Gastbeitrag: Adriane Niepel für Teamprove

Sie haben sich entschieden, OKRs (Objectives and Key Results) zu nutzen und „zack“ – Ihre Ziele sind plötzlich klar, Sie können problemlos den Fortschritt messen und das Engagement und die Eigenmotivation lassen keine Wünsche offen? Schön wär’s! Ja, all das soll (und kann) durch die Einführung von OKRs erreicht werden. Doch wie bei jeder neuen „Methode“ gibt es auch bei OKRs typische Fallstricke und oft läuft es gerade zu Beginn nicht wie geschmiert.
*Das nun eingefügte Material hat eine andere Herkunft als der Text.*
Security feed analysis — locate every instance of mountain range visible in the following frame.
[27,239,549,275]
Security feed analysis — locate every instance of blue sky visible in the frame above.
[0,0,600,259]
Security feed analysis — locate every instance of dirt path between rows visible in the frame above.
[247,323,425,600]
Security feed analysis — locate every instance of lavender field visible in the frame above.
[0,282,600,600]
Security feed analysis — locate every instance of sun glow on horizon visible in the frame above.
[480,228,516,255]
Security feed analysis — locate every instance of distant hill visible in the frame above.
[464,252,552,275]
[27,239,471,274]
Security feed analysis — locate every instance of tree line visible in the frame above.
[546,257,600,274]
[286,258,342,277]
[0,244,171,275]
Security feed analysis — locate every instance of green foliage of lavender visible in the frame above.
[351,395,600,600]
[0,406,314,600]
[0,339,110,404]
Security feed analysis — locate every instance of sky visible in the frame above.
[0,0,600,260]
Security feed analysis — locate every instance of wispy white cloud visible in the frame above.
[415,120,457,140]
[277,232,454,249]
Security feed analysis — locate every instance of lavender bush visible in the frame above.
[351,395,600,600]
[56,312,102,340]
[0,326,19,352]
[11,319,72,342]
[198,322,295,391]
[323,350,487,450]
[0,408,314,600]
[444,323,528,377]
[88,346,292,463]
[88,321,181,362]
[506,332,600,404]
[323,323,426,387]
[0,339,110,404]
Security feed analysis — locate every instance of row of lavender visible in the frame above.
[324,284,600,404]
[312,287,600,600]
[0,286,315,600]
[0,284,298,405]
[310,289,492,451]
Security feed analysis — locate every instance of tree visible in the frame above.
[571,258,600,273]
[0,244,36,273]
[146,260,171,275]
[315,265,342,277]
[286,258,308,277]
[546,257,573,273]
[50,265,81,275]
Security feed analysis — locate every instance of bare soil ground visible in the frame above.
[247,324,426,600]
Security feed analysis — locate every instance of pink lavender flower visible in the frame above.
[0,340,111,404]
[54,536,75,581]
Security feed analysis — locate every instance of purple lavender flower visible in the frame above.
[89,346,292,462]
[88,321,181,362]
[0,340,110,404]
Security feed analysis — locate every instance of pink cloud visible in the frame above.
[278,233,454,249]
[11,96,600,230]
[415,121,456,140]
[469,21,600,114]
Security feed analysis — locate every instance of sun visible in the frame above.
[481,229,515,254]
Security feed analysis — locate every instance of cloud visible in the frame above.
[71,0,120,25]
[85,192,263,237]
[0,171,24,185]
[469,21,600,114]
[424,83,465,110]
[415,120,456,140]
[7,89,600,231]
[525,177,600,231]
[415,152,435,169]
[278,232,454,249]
In diesem Beitrag erläutere ich sieben häufige Fehler und gebe Tipps, was Sie tun können, um den Erfolg Ihrer OKR-Einführung nicht zu gefährden. 

#1 | Kein (oder ein falsches) Verständnis für das OKR Framework 

Viele Unternehmen sehen OKRs lediglich als eine Methode zur Zielverfolgung. Doch es handelt sich um ein Framework (Rahmenwerk) mit einem tieferen Zweck. Dieses Missverständnis führt häufig dazu, dass OKRs oberflächlich angewendet werden – eben nur, um Ziele zu tracken. Dabei ist OKR eine tolle Möglichkeit, das Mitarbeiterengagement zu fördern und ein Alignment zwischen allen Tätigkeiten, Prozessen und Mitarbeitenden zu erreichen – und das in einem kontinuierlichen, sich selbst verbessernden System. 

  • Tipp: Wie bei allen agilen Methoden und Frameworks sollten Sie vor der Einführung ein (gemeinsames) Verständnis für eine agile Haltung und Kultur schaffen – und es sollte der ehrliche Wunsch bestehen, sich zu einer lernenden Organisation zu entwickeln. 

#2 | Schwierigkeiten beim Verlassen alter Muster

Durch die Nutzung traditioneller Zielsysteme und deren Verhaltensweisen haben sich Muster gebildet, die wir nicht sofort ändern können. Gerade wenn es noch eine eher traditionelle Aufstellung im Unternehmen gibt, ist es wichtig, alle Mitarbeitenden für ihre bisherigen Leistungen wertzuschätzen. Eine Anordnung der OKR-Einführung über alle Köpfe hinweg ist weder erfolgversprechend noch im agilen Kontext erwünscht. Das Ziel ist Mitarbeitermotivation und Engagement.

  • Tipp: Fördern und fordern Sie aktiv die Mitarbeiterbeteiligung! Durch Selbstwirksamkeit stärken wir das Vertrauen der Mitarbeitenden und schaffen eine Kultur, die OKRs und andere agile Methoden erst wirklich wirksam macht. Durch Bottom-up-Ansätze können Ziele gemeinsam erarbeitet werden, was die Motivation und das Engagement der Mitarbeiter erhöht. Teams sollen ermutigt werden, eigene OKRs zu entwickeln, die mit den übergeordneten Unternehmenszielen in Einklang stehen.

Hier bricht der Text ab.